Regression

For a beginner, to reduce complexity the library is equipped with default parameters which makes it easier in achieving acceptable results. The basic requirement, however, would be to provide with a dataset, input features (columns or indices), output label (columns or indices) and a model name (optional).

1. PROBLEM DESCRIPTION

In this example, we take a look at a synthentic dataset based on sinusiodal wave. The dataset contains information on the input integer values and outputs as sine of input value.

2. MODEL DESCRIPTION & DEVELOPMENT

The following sections describe the TwinAPI.SimuLearn.RegressionML module with each subsection explaining the commands:

2.1. Setting up the model

2.2. Preprocessing the data

2.3. Training the model

2.4. Predicting test data

2.5. Saving the Model

2.1. Setting up the model

In order to access the information within the dataset we initiate an object for the TwinAPI.SimuLearn.RegressionML class calling it as ‘model_regression’. We choose the x_features and y_labels which are inputs and output respectively, we also have the ability to get information on the dataset, we set the plot to either ‘basic’ or ‘detailed’ giving us with different plots concerning the dataset.

1from TwinAPI.SimuLearn import RegressionML
2
3
4model_regression = RegressionML()
5model_regression.setup(data="datasets/sine.csv", x_features=['1'], y_labels=['2'])

2.2. Preprocessing the data

By default, the preprocess method sets normalize as ‘True’ and normalize_method as ‘standardizer’. A basic user doesn’t need to change this settings.

1model_regression.preprocess()

2.3. Training the model

Here we have a plethora of choices from the Machine Learning Regression Algorithms from TwinAPI.SimuLearn library. We chose, ‘ExtraTree Regressor’ as our classification algorithm.

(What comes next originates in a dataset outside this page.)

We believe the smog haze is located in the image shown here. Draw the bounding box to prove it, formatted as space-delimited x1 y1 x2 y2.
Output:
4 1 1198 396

1model_regression.train(user_model="ExtraTree Regressor")

2.4. Predicting test data

We can assess our model’s accuracy by providing with a prediction dataset not seen by the model while training. We provide with a list of inputs similar to the training dataset.

1p = [5, 23.012, 34.54, 56.428, 67.21, 88.91, 92.3, 100]
2yp = (p - (100 * np.sin(p))) / np.sqrt(2)
3y_prediction = []
4
5for each in p:
6    y_prediction.append(*model_regression.predict(prediction_set=[each]))
7print(f'Expected prediction set {[*zip(p,yp)]}')

Note

After defining and saving our model, we can later call our trained model to test for our future predictions. By providing with load_model and model_name.

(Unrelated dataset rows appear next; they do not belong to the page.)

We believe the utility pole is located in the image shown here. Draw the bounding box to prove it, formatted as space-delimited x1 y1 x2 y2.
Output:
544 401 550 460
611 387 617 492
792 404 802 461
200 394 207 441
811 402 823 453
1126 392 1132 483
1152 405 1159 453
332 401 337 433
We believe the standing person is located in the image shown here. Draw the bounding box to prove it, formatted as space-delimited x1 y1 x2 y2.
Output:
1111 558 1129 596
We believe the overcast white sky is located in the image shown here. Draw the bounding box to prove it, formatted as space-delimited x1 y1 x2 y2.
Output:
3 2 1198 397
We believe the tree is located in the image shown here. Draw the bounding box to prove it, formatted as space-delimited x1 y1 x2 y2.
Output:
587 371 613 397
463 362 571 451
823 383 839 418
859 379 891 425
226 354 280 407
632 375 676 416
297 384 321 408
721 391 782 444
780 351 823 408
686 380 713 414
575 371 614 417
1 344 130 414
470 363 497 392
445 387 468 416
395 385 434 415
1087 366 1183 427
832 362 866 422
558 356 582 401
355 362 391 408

1from TwinAPI.SimuLearn.MLibrary import RegressionML
2model_regression = RegressionML()
3prediction = model_regression.predict(load_model= True, model_name= 'my_regression_model')

2.5. Saving the Model

If we are satisfied with the results, we can save our model, by using the savemodel method. It creates a ‘json’ file in the backend.

1model_regression.savemodel('my_regression_model')

3. SUMMARY

In this tutorial, we learned how to set up and solve a regression problem.

4. SOURCE CODE

 1from TwinAPI.SimuLearn.MLibrary import RegressionML
 2import numpy as np
 3
 4# initiate the class
 5model_regression = RegressionML()
 6
 7# setting up the model
 8model_regression.setup(data="datasets/sine.csv",
 9                    x_features=['1'],
10                    y_labels=['2'],
11                    plot='detailed')
12
13# preprocess the data
14model_regression.preprocess()
15
16# train the model
17model_regression.train(user_model="ExtraTree Regressor")
18
19# sample prediction
20p = [5, 23.012, 34.54, 56.428, 67.21, 88.91, 92.3, 100]
21yp = (p - (100 * np.sin(p))) / np.sqrt(2)
22y_prediction = []
23
24for each in p:
25    y_prediction.append(*model_regression.predict(prediction_set=[each]))
26print(f'Expected prediction set {[*zip(p,yp)]}')
27
28# save the model
29model_regression.modelsave(model_name='my_regression_model')

Keywords: Regression, Sine, Support Vector

Dataset source: Simularge synthentic dataset (2022)